Time and distance force themselves upon us as we grow up and go out into the real world. Sometimes that person that used to be your everything turns into a nobody, and the saddest part is it happens in the blink of an eye. One day your with them laughing and playing, telling them every detail of your day, and, next thing you know, two years have gone by. You don’t know if they’re in a relationship, if they have a job, how their family is, or what they do for fun now. It’s quite surprising how much you can miss in a person’s life in only a matter of a year.

Curiosity will take over every once in a while and you’ll send a few texts to re-cap, or have a phone call about the most recent news in their life, but after that you just go on about your day as if everything were normal; which it is. Normalcy to you now entails them not being a daily part in your life. It’s something you never ever could have saw coming or thought would happen, but it does. It’s really scary because, looking back, you realize all the time that goes by and how little you know about them and then remember that they know just as little about you. Someone that used to be attached to your hip has turned into a phone call every five months. You become nostalgic at first, remembering all those nights you stayed up until 4a.m. talking, and that time you brought them to an awkward family gathering you didn’t want to have to face alone. Next, sadness sinks in. You feel guilty for not keeping in touch. It upsets you that you actually have no idea if they are happy or not when you used to know their happiness by the hour. Their life has changed, but so has yours.

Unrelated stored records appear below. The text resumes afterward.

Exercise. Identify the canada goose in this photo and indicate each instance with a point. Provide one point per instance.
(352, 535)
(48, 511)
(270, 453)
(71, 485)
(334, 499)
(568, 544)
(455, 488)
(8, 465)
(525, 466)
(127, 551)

Something I think we all overlook is the pure idea that, sometimes in life, you have to make sacrifices. You will not be able to stay in touch with every single person on your high school lacrosse team, you will not speak to your, once thought to be, love of your life, and you may even find it hard to stay in contact with an old best friend. Everyone is doing different things and are in completely different areas of their lives, and that’s okay. We all grow up, we all get lost, and we find ourselves again…sometimes even better than the person we were before. Enjoy the time you have now with the people that mean the most to you. Make the relationships mean something while they’re still alive. Remember that just because you may not love the person you used to right now, doesn’t mean you never did and just because you might have drifted, doesn’t mean you can’t mend.